Desafivelo meu cinto de segurança e me esgueiro entre os bancos da frente com a bunda empinada (de um jeito bem deselegante para uma dama, admito) para alcançar o banco de trás. Flagro Victor admirando a cena enquanto me espremo para passar, e isso me faz corar.

— Só tenho mais uma pergunta a acrescentar à lista.

— O que seria? — pergunta ele, zombando de mim.

— Por quanto tempo a gente vai ter que viajar assim? — Estico as pernas no banco de trás e me deito. — Sinto muita falta dos jatinhos particulares. Essas viagens longas de carro vão acabar me matando.

Victor ri. Acho isso incrivelmente sexy.

— Você está dormindo com um assassino, fugindo todo dia de homens que querem matar você e acha que vai morrer por falta de conforto. — Ele ri de novo, e isso me faz sorrir.

— É, acho — digo, me sentindo só um pouco ridícula. Não posso negar a realidade, afinal, por mais sem sentido que ela seja.

— Não vai ser por muito mais tempo — responde Victor. — Não podemos chamar atenção até que eu consiga me livrar completamente de Vonnegut. Ele tem contatos em muitas áreas, e transportes luxuosos, confortáveis e secretos estão no topo de sua lista de prioridades, por motivos óbvios. Dou menos na vista viajando de trem do que de jatinho particular.

Satisfeita com a resposta, não digo mais nada sobre o assunto e olho para cima, para o teto escuro do carro.

— Só para constar — digo, mudando de assunto —, eu não estou só dormindo com um assassino. Estou muito envolvida com ele.

— É mesmo? — pergunta Victor, e sei que ele está sorrindo.

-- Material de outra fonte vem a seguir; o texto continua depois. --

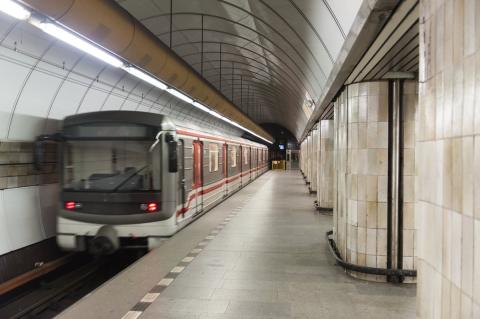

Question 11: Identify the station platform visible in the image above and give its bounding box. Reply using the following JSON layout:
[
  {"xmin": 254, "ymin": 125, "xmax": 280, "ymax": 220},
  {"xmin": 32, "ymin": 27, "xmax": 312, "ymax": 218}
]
[{"xmin": 59, "ymin": 171, "xmax": 416, "ymax": 319}]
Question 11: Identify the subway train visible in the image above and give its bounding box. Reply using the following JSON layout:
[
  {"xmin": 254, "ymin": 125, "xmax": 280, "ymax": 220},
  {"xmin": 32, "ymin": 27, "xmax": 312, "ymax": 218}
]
[{"xmin": 35, "ymin": 111, "xmax": 268, "ymax": 254}]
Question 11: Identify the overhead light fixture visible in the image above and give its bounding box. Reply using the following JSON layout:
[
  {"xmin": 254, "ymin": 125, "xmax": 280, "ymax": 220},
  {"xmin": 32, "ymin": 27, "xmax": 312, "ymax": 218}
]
[
  {"xmin": 0, "ymin": 0, "xmax": 32, "ymax": 20},
  {"xmin": 123, "ymin": 66, "xmax": 168, "ymax": 90},
  {"xmin": 23, "ymin": 7, "xmax": 272, "ymax": 144},
  {"xmin": 37, "ymin": 22, "xmax": 123, "ymax": 68},
  {"xmin": 192, "ymin": 101, "xmax": 210, "ymax": 113},
  {"xmin": 167, "ymin": 88, "xmax": 193, "ymax": 104}
]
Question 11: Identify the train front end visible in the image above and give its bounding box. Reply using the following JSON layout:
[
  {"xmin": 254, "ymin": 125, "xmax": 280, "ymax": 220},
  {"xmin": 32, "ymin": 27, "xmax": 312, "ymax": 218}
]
[{"xmin": 36, "ymin": 111, "xmax": 176, "ymax": 254}]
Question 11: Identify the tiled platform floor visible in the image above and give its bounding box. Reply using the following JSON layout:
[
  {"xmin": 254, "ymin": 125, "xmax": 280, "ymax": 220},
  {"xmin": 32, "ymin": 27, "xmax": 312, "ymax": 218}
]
[{"xmin": 60, "ymin": 171, "xmax": 415, "ymax": 319}]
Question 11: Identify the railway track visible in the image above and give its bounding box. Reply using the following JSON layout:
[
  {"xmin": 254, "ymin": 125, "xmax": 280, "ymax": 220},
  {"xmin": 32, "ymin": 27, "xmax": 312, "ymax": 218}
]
[{"xmin": 0, "ymin": 251, "xmax": 139, "ymax": 319}]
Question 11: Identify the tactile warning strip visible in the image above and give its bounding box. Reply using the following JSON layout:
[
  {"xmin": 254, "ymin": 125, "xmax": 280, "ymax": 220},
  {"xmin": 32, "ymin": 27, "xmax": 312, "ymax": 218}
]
[{"xmin": 122, "ymin": 195, "xmax": 252, "ymax": 319}]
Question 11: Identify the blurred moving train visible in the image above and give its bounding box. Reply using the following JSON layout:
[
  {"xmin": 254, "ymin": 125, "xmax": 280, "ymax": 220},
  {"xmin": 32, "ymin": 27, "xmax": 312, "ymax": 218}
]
[{"xmin": 36, "ymin": 111, "xmax": 268, "ymax": 253}]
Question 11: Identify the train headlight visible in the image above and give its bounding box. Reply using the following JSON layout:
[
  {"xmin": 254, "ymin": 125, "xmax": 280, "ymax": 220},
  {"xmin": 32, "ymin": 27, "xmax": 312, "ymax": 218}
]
[
  {"xmin": 65, "ymin": 201, "xmax": 82, "ymax": 210},
  {"xmin": 140, "ymin": 203, "xmax": 158, "ymax": 213}
]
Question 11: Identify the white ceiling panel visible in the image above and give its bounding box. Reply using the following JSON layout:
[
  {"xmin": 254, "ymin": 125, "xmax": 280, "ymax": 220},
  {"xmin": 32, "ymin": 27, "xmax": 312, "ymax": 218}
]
[{"xmin": 118, "ymin": 0, "xmax": 362, "ymax": 137}]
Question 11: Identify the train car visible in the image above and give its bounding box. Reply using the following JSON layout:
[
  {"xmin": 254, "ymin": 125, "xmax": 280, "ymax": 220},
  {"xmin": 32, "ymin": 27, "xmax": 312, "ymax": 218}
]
[{"xmin": 36, "ymin": 111, "xmax": 268, "ymax": 253}]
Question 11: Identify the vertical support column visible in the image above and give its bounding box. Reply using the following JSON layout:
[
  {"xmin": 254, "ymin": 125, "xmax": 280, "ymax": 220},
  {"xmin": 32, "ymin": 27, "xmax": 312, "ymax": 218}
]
[
  {"xmin": 317, "ymin": 120, "xmax": 334, "ymax": 210},
  {"xmin": 169, "ymin": 0, "xmax": 173, "ymax": 49},
  {"xmin": 308, "ymin": 124, "xmax": 319, "ymax": 194},
  {"xmin": 333, "ymin": 80, "xmax": 415, "ymax": 282},
  {"xmin": 200, "ymin": 14, "xmax": 204, "ymax": 77}
]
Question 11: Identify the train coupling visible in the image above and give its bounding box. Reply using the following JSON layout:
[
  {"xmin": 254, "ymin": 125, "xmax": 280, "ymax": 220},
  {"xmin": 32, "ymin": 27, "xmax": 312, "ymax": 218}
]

— Sim, temo que seja verdade — digo, em tom de brincadeira, como se fosse algo ruim. — E é um envolvimento bem pouco saudável.

— É mesmo? Por que você acha isso?

Suspiro, dramática.

— Ah, sei lá. Talvez porque ele nunca vai conseguir se livrar de mim.

— Pegajosa. Como Amelia — provoca Victor, tentando me irritar.

E ele consegue. Eu me levanto um pouco e dou um soco de leve em seu ombro. Ele se encolhe, fingindo dor, mesmo com um sorriso largo no rosto.

— Longe disso — digo, e volto a me deitar. — Nem ferrando que eu vou fazer tudo o que ele quer, como a Amelia.

Victor ri baixinho.

— Bem, pelo jeito ele vai ter que aguentar você para sempre, então.

— Vai, e para sempre é muito tempo.

Ele faz uma pausa e então diz:

— Bom, só para constar, algo me diz que ele não gostaria que fosse diferente.

Adormeço no banco de trás muito tempo depois, com um sorriso no rosto que pareceu continuar ali pelo resto da noite.